5. Monitoring and Reporting
- Set up and manage monitoring tools (e.g., AWS CloudWatch, Datadog, or Prometheus) to track system health and performance.
- Develop alerting mechanisms and dashboards for proactive issue identification.
- Provide daily/weekly monitoring reports on job status and alert on any long running/resource consuming issues
6. Collaboration and Documentation
- Collaborate with software developers, data scientists, and DevOps teams to resolve issues and optimize workflows.
- Maintain comprehensive documentation for troubleshooting guides, operational workflows, and best practices.
Required Skills and Qualifications
Technical Expertise:
- Proficiency in managing AWS services, particularly EMR, S3, Lambda, Step Functions, and CloudWatch.
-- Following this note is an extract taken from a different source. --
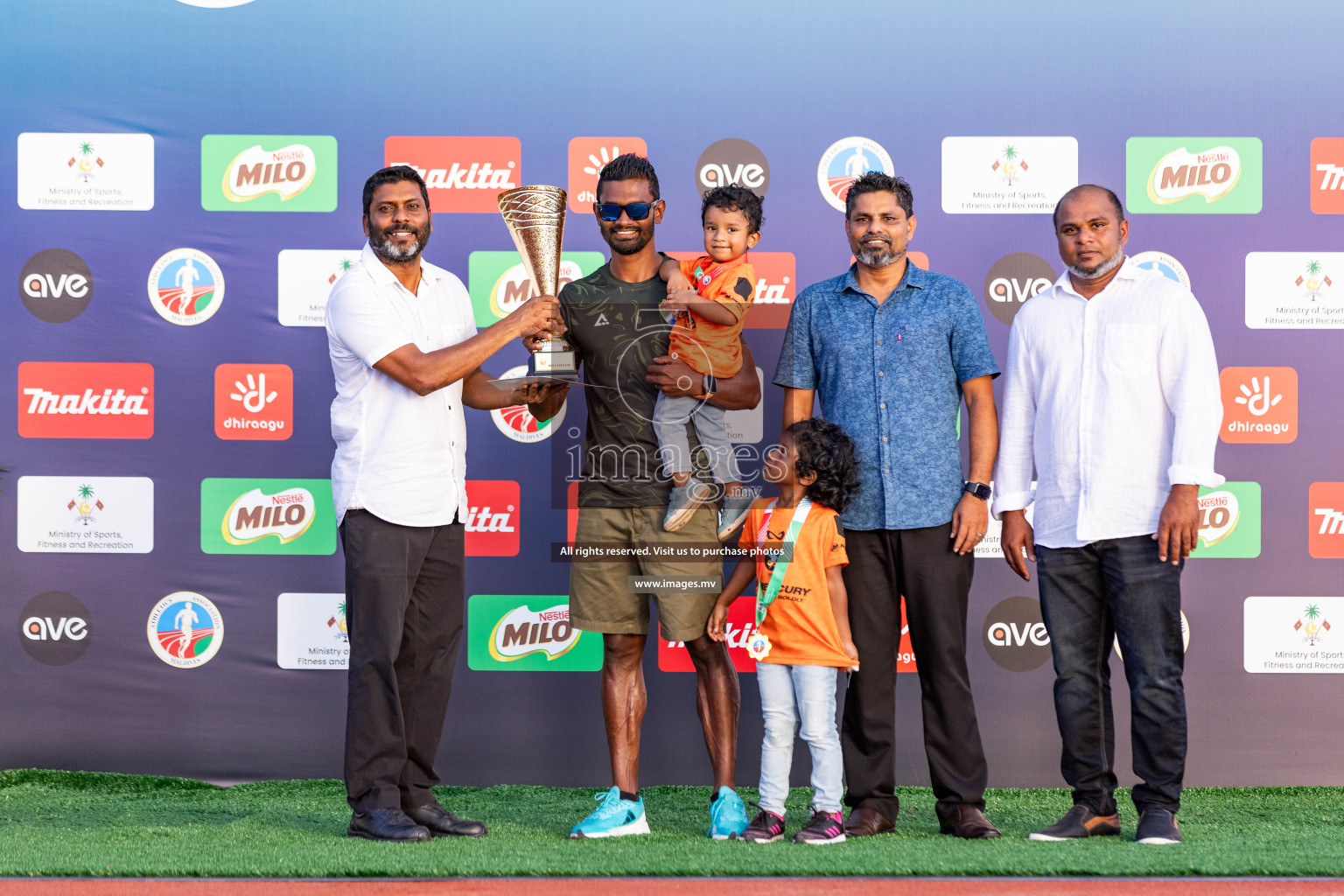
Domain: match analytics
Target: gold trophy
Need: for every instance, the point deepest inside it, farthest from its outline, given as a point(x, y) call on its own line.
point(536, 218)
- Hands-on experience with distributed data processing frameworks like Apache Spark, Hive, or Presto.
- Experience on Kafka, NiFi, Amazon Web Service (AWS), Maven, Ambari-TEZ, Stash and Bamboo.
- Familiarity with data loading tools like Talend, Sqoop. Familiarity with cloud database like AWS Redshift, Aurora MySQL and PostgreSQL
- Knowledge of workflow/schedulers like Oozie or Apache AirFlow.
- Strong knowledge of Shell Scripting, python or Java for scripting and automation.
- Familiarity with SQL and query optimization techniques.
Operational Skills:
- Experience in production support for large-scale distributed systems or data platforms.
- Ability to analyze logs, diagnose issues, and implement fixes in high-pressure scenarios.
- Implement data modelling concepts, methodologies to optimize data warehouse solutions.
- Manage detailed Standard Operating Procedure (SOP) using flow diagrams, source to target mapping, system architecture diagram and use cases
Problem-Solving:
- Strong analytical skills to debug complex systems and resolve performance bottlenecks.
- Soft Skills:
- Effective communication skills to coordinate with cross-functional teams.
- A proactive and customer-focused attitude to provide excellent production support.
Preferred Skills
- Experience with CI/CD tools like Jenkins or GitLab for pipeline deployments.
- Familiarity with container orchestration tools (e.g., Kubernetes, Docker).
- Knowledge of data governance, security, and compliance in cloud environments.
- Certifications in AWS (e.g., AWS Certified Big Data Specialty or AWS Certified Solutions Architect).
Education and Experience
- Bachelor’s degree in computer science, Engineering, or a related field.
- 10+ years of experience with atleast 3-5 years on AWS Cloud platform experience in data engineering, production support, or a similar role.